The built environment provides a footnote to our histories, helping to identify our places as Indian, rather than generically ‘modern’ or ‘contemporary’. Historic buildings give us a glimpse of our past and lend character to our communities. The Fashion Hub in this context, connects the three main sectors of the field. ‘Learn’ allows exposure to traditional techniques and new technologies. ‘Do’ houses designers and makers. Incubator units and mentoring programs offer support and nurturing for future brands and craftsmen. ‘Sell’ makes it a destination of choice for the world’s buying market. Keeping the important structures of the power plant in place, structural and programmatic changes were introduced to reinvent the complex.

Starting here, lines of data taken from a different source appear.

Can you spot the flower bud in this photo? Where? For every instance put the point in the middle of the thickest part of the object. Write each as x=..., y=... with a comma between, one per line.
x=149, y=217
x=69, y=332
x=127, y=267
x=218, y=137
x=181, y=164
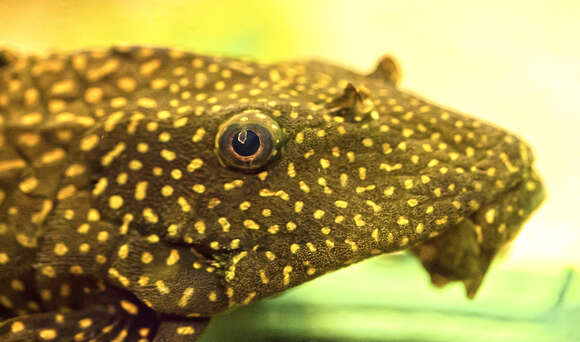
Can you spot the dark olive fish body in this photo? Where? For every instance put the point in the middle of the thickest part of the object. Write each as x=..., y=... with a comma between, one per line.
x=144, y=190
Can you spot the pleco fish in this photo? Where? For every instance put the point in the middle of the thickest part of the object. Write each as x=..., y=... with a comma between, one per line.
x=143, y=190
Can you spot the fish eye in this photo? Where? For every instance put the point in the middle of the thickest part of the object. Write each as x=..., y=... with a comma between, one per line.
x=248, y=141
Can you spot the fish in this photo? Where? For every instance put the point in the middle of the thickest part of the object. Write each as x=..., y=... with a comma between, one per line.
x=144, y=190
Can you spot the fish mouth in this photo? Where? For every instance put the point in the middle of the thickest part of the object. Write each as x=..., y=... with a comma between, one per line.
x=465, y=251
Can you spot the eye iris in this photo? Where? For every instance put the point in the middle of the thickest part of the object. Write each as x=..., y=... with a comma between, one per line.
x=246, y=143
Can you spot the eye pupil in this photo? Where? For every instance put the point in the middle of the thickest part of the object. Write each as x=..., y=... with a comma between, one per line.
x=246, y=143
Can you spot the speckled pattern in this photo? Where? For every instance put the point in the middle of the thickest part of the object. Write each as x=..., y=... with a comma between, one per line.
x=125, y=213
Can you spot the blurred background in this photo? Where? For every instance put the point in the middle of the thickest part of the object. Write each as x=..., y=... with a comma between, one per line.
x=514, y=63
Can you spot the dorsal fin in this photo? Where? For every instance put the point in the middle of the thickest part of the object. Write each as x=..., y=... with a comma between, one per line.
x=353, y=102
x=387, y=69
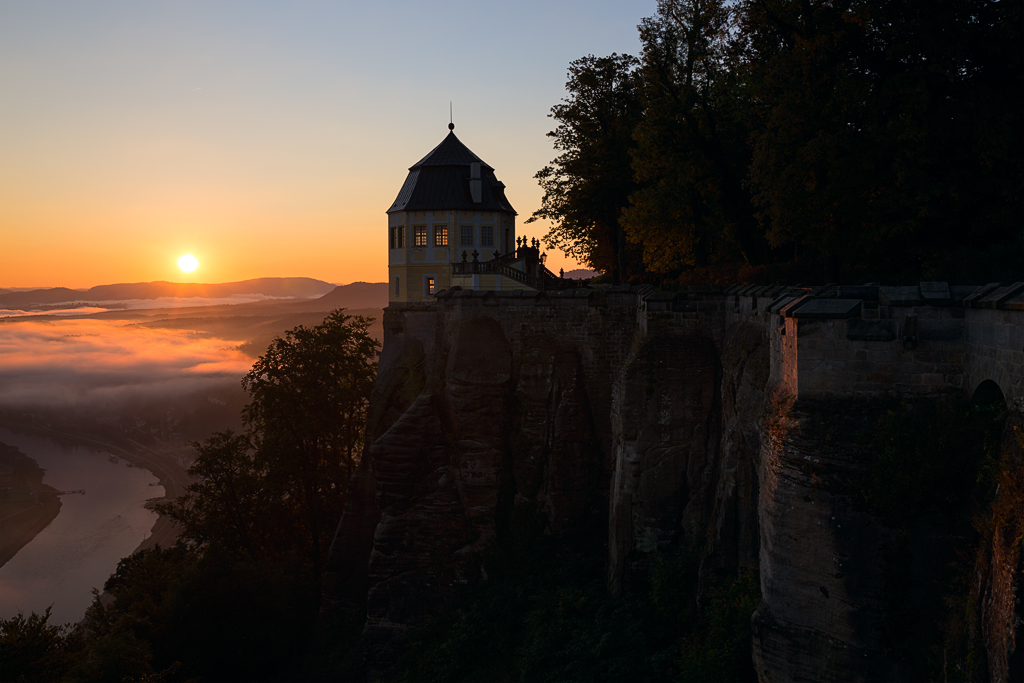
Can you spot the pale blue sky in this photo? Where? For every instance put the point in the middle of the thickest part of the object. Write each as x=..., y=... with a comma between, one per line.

Immense importance was paid to the landscape and laying out of smaller functions to add a sense of scale and life to the expansive urbanscape.
Inspired from the tying style of the Indian garment-a saree, various explorations were done by pleating fabrics in different ways to form architectural forms. Being a fashion hub, the intention was to draw inspiration for the built form from folds of fabric. Blurring proposes new ways of thinking about architecture, presenting new ideas of what architecture can be. It creates an awareness that architectural design involves more than materials and static forms, it doesn’t necessarily need to have boundaries.
The environment has been so designed to implicate what fashion stands for – an ever-changing environment. As one looks around, platforms at various levels can be seen harbouring a variety of activities. With each new turn, comes a new experience may it be a fashion show against the Chimney, a visit into the studio courtyard to interact with various designers or losing oneself in the sweeping walls of the bazaar.
Image 05: Standing by the water body, one can experience the reminiscent of the railway line with a coal trolley. As one looks up, the coal mill comes into focus that has been modified to line with fins that guard it from the harsh sun while maintaining character. The front of the coal mill has been modified to form a stage set for exhibits, while the coal hoppers form a backdrop for the projection of shows and visuals.
Image 06: As one walks up the flight of stairs, a feeling of awe is instigated seeing the stark contrast between the rigid Power Plant woven with an entirely new language. The large floor skylights, the swooping strips, add a sense of scale to the space, giving an awespiring yet comfortable experience.
On one side is the turbine hall, boldly treated with a piercing cut out, while on the other is the coal mill that has been minutely altered to keep the industrial character intact. Both are connected by strips in metal, that form bridges, walkways and a backdrop for the amphitheater.
Fashion and architecture were overlaid to treat the Rajghat Power Plant in a design language that does not overpower the existing framework adds stylistic qualities of fashion to an industrial complex in a bold manner.